Di fronte alla minaccia degli attacchi DDoS registrati nell’ultimo mese, dopo tutto, trovare una soluzione diventa indispensabile.
L’urgenza non è tanto dettata dagli episodi di cronaca, come l’attacco che ha messo K.O. centinaia di siti statunitensi, quanto dal rischio che l’uso di botnet come Mirai, che sfrutta i dispositivi della Internet of Things per attaccare le infrastrutture di rete, possano portare a un collasso dell’Inter Internet.
Ma quale soluzione ha prospettato Gamblin? Il ricercatore, anche se nel suo post su GitHub ha chiarito che la sua “proof of concept” ha uno scopo squisitamente “accademico”, ha messo a punto un “worm anti-worm” (chiamato in gergo nematoda) che sarebbe in grado di disinnescare la botnet Mirai.

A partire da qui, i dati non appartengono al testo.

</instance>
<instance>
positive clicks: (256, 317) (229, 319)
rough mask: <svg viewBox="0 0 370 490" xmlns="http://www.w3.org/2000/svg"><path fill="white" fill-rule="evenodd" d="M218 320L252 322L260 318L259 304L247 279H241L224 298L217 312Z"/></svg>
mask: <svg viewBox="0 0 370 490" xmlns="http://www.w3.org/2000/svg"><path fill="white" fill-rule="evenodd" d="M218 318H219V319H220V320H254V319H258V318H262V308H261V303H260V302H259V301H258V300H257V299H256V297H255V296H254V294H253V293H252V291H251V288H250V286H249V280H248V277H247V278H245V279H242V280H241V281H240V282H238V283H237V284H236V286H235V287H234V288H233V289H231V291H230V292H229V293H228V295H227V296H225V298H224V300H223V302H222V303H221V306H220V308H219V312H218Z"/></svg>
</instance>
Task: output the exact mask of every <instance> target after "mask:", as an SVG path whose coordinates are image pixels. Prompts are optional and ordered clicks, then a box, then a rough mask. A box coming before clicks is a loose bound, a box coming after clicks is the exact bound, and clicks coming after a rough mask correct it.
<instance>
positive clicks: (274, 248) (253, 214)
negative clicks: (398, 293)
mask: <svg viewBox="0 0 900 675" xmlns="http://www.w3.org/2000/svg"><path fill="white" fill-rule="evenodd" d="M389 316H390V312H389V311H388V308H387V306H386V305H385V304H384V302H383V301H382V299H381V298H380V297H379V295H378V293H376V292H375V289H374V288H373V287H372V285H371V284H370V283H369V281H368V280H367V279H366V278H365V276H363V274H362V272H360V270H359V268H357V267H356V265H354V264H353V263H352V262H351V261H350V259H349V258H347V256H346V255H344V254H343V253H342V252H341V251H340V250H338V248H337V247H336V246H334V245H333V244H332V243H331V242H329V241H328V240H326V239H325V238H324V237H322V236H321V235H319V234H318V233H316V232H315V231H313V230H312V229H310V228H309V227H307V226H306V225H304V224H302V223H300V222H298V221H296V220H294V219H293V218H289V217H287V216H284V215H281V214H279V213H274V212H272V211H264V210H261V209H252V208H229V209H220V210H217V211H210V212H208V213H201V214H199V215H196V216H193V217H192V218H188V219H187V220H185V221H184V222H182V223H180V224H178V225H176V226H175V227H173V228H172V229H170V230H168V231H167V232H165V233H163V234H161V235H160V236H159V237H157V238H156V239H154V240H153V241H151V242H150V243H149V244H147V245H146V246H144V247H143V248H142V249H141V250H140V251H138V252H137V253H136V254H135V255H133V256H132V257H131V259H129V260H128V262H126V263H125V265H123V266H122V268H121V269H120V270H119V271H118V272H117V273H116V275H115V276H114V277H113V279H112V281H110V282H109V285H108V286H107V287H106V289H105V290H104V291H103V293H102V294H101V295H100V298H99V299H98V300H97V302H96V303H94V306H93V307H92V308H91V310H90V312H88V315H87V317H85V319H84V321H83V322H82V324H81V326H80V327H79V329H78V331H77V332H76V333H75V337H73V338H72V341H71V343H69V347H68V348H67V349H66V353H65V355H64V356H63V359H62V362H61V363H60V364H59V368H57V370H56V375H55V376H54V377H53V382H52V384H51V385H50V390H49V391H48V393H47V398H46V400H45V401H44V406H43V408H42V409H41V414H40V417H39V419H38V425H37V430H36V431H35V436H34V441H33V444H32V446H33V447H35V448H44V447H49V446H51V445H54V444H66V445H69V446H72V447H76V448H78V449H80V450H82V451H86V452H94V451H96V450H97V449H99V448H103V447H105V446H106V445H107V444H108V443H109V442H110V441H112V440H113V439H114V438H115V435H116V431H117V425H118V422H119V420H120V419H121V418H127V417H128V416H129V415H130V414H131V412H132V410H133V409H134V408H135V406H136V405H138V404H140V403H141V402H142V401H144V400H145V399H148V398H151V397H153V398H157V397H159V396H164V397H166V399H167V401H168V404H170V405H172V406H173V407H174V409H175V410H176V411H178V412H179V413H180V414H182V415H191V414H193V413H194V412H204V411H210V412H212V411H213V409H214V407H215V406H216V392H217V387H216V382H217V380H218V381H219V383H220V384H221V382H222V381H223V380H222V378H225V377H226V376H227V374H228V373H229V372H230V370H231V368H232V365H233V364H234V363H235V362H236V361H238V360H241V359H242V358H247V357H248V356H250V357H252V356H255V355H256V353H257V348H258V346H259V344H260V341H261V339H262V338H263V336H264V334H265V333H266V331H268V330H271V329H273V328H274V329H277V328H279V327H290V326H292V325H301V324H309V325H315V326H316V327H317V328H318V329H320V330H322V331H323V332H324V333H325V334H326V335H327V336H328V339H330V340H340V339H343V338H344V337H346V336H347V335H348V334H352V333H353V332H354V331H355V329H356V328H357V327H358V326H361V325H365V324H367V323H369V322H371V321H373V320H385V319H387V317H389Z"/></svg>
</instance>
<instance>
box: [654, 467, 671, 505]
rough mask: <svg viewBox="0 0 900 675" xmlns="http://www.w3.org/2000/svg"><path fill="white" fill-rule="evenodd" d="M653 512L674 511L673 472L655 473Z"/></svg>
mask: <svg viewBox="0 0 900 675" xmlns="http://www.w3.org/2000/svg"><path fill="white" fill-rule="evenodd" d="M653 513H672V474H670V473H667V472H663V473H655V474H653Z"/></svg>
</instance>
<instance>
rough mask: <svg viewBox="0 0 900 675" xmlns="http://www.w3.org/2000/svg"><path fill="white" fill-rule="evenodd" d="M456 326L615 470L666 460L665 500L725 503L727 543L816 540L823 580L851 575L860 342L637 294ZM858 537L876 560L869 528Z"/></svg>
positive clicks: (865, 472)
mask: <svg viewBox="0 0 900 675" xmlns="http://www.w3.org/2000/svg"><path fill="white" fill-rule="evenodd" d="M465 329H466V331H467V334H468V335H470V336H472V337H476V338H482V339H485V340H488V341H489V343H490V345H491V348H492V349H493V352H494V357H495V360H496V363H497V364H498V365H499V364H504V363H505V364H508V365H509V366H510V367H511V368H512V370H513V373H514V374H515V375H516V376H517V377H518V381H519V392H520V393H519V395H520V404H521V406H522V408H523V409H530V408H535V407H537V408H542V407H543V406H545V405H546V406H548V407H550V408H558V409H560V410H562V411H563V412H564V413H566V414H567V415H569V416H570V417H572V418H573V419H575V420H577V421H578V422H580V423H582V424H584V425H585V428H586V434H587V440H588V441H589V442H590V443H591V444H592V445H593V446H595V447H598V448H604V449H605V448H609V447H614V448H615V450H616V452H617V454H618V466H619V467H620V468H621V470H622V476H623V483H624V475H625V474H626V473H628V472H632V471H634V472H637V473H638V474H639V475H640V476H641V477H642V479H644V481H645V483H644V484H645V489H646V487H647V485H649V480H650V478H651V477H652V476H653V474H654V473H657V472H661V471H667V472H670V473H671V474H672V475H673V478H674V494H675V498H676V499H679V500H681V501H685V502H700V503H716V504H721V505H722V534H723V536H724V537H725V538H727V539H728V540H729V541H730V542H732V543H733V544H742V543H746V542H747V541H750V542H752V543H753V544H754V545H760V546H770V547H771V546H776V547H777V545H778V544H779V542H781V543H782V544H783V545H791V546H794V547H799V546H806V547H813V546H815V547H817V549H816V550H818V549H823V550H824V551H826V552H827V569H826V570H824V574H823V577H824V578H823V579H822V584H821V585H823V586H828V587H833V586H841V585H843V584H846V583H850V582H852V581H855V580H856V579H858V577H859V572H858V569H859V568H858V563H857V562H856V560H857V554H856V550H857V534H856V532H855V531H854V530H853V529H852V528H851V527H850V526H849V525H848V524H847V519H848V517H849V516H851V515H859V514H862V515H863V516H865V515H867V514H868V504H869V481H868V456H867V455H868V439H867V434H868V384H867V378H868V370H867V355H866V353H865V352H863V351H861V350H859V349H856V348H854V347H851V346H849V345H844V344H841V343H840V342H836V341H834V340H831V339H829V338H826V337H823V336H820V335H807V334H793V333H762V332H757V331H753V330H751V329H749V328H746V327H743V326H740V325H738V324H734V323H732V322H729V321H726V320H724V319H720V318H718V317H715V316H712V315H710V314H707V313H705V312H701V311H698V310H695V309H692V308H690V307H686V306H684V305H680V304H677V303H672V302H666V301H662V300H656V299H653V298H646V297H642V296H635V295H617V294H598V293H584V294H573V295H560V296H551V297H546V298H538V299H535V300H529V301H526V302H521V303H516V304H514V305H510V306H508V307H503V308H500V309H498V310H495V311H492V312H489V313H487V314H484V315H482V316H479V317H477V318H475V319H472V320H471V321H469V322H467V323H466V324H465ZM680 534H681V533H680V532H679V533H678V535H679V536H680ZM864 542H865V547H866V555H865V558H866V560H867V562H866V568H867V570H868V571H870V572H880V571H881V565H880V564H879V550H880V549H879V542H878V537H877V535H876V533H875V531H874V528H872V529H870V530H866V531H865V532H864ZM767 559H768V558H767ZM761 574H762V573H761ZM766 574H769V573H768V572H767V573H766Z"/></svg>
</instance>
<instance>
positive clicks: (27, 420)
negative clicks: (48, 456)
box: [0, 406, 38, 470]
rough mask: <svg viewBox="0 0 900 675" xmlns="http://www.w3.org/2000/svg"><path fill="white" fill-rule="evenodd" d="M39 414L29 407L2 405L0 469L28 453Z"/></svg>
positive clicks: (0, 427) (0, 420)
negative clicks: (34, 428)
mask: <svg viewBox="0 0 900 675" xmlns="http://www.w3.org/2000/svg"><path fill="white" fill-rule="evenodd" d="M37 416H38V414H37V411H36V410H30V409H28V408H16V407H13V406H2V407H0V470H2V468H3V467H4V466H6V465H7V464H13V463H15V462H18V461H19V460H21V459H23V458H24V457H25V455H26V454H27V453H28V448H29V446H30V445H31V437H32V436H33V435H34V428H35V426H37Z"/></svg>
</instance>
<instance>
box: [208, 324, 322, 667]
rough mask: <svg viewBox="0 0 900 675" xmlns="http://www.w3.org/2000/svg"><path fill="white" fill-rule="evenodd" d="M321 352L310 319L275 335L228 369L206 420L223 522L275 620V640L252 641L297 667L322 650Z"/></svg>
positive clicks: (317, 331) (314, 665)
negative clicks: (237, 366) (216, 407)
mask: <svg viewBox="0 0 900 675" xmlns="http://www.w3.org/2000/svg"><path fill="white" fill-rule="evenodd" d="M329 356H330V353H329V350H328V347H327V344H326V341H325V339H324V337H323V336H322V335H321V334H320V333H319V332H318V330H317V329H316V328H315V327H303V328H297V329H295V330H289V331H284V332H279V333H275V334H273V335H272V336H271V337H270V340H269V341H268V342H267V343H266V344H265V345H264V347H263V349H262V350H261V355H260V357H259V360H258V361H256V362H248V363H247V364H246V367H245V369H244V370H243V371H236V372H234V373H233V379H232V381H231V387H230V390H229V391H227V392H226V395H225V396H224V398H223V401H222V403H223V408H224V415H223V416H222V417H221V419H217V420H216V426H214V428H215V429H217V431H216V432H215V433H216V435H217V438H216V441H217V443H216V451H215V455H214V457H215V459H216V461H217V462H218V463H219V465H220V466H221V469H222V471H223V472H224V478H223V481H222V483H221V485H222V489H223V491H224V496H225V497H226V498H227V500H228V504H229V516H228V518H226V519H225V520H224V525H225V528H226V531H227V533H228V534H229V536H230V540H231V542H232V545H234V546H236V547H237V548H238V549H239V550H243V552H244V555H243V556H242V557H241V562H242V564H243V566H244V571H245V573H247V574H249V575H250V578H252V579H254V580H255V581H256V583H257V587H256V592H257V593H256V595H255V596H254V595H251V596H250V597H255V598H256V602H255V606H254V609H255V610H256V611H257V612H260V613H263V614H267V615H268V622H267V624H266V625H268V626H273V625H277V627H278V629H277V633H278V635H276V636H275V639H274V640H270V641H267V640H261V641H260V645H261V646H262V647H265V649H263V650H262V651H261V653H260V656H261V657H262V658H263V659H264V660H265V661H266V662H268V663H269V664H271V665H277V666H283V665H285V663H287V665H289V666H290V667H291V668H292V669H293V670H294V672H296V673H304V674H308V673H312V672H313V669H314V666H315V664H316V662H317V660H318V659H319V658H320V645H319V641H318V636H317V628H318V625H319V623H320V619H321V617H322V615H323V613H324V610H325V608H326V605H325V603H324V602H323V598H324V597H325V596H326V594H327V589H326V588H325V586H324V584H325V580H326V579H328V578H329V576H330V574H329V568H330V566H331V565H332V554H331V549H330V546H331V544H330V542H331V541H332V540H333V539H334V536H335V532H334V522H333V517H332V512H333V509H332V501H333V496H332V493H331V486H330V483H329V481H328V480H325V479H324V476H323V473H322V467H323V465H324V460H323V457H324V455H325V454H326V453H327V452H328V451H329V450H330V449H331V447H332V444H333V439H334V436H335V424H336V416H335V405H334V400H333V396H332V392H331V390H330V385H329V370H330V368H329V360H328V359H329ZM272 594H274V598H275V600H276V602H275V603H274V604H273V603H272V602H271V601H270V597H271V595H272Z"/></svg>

Il punto di partenza è il fatto che Mirai è stata creata sfruttando una vulnerabilità legata al fatto che moltissimi dispositivi possono essere controllati a distanza tramite Telnet accedendovi attraverso le credenziali predefinite.
Come hanno sottolineato molti ricercatori, infatti, la botnet è composta da un enorme numero di device, a cui i pirati hanno potuto accedere usando non più di 60 combinazioni di username e password.
Di qui l’idea per mettere al tappeto Mirai: usare un worm in grado di “colpire” i dispositivi in modo da modificarne le credenziali di accesso e disabilitare Telnet.
Il problema è che utilizzare un worm in questo modo, anche se per scopi “nobili”, si scontra con le leggi di mezzo mondo e verrebbe quasi sicuramente catalogato come “pirateria informatica”.
Un precedente, però, esiste. Si tratta di Welchia, un nematoda che è stato usato per bloccare la diffusione del worm Blaster. Era il 2003 e i sistemi Windows stavano sperimentando un attacco senza precedenti da parte di Blaster.
Il worm sfruttava una vulnerabilità del sistema Microsoft diffondendosi a macchia d’olio e compromettendo i PC in modo che venissero bloccati in un loop di riavvii.
Welchia venne diffuso sfruttando la stessa vulnerabilità, ma con lo scopo di bloccare Blaster. Il worm, infatti, eliminava il “rivale” e scaricava poi l’aggiornamento di Microsoft che correggeva la falla di sicurezza.
L’operazione andò a buon fine, anche se con luci e ombre. In questo caso, però, ci sono altri aspetti da considerare oltre alla “legalità”. Il problema è che, nel caso di Mirai, la modifica delle credenziali di accesso avrebbe come risultato che, oltra ai pirati, verrebbero tagliati fuori dal controllo dei dispositivi anche i legittimi proprietari.
Un “effetto collaterale” difficilmente giustificabile anche con il timore che Mirai possa portare al collasso della Rete.